OAuth2 Client Credentials flow returning 401 Invalid Grant with Python requests

NICE CXone API & Integrations
1

Running into a wall trying to get a simple access token from Genesys Cloud using the OAuth2 Client Credentials grant type in Python. The goal is to build a lightweight service account handler for our backend analytics jobs, so I’m avoiding the overhead of the full genesyscloud SDK for this specific task.

I’m using the standard requests library to hit the /oauth/token endpoint. The endpoint itself seems correct (https://api.mypurecloud.com/oauth/token), and I’ve double-checked that the client ID and secret match what’s in the Genesys Cloud admin console under Security > API.

Here is the snippet:

import requests

url = "https://api.mypurecloud.com/oauth/token"
headers = {
 "Content-Type": "application/x-www-form-urlencoded",
 "Accept": "application/json"
}

# Client ID and Secret from env vars
client_id = os.getenv("GC_CLIENT_ID")
client_secret = os.getenv("GC_CLIENT_SECRET")
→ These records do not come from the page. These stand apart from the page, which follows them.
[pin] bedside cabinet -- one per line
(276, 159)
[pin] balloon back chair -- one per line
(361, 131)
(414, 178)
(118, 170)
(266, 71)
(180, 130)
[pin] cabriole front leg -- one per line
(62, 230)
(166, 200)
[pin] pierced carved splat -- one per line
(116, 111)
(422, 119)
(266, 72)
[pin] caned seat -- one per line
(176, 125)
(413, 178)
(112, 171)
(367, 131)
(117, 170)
# Basic Auth header for client credentials
# Constructing base64 string manually to debug
auth_string = f"{client_id}:{client_secret}"
auth_header = base64.b64encode(auth_string.encode()).decode()

payload = {
 "grant_type": "client_credentials",
 "scope": "admin:analytics:read"
}

response = requests.post(
 url,
 data=payload,
 headers=headers,
 auth=(client_id, client_secret) # Using requests built-in auth
)

print(response.status_code)
print(response.text)

The response is consistently 401 Unauthorized. The JSON body says:

{
 "error": "invalid_grant",
 "error_description": "Invalid client credentials"
}

Things I’ve verified:

  • Client ID and Secret are correct (copied directly from the console).
  • The scope admin:analytics:read is valid and assigned to the app.
  • The Content-Type is application/x-www-form-urlencoded as required by the spec.
  • I’ve tried switching from requests’ built-in auth parameter to manually setting the Authorization: Basic ... header, but the result is identical.
  • The URL is definitely api.mypurecloud.com, not a regional variant that might be misconfigured in my local DNS.
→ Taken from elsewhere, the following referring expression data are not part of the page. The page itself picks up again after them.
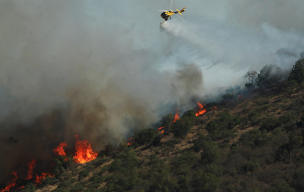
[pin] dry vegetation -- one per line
(247, 144)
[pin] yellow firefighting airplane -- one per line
(167, 14)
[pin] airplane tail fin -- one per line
(180, 11)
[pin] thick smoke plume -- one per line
(102, 69)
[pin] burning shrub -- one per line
(182, 126)
(166, 122)
(145, 136)
(205, 182)
(29, 187)
(228, 97)
(84, 173)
It feels like a trivial configuration issue, but invalid_grant usually points to wrong credentials or a mismatched grant type. I’ve reset the client secret twice now. Is there a specific header requirement I’m missing for the Python requests implementation? Or does the Genesys Cloud OAuth endpoint behave differently than standard RFC 6749 implementations?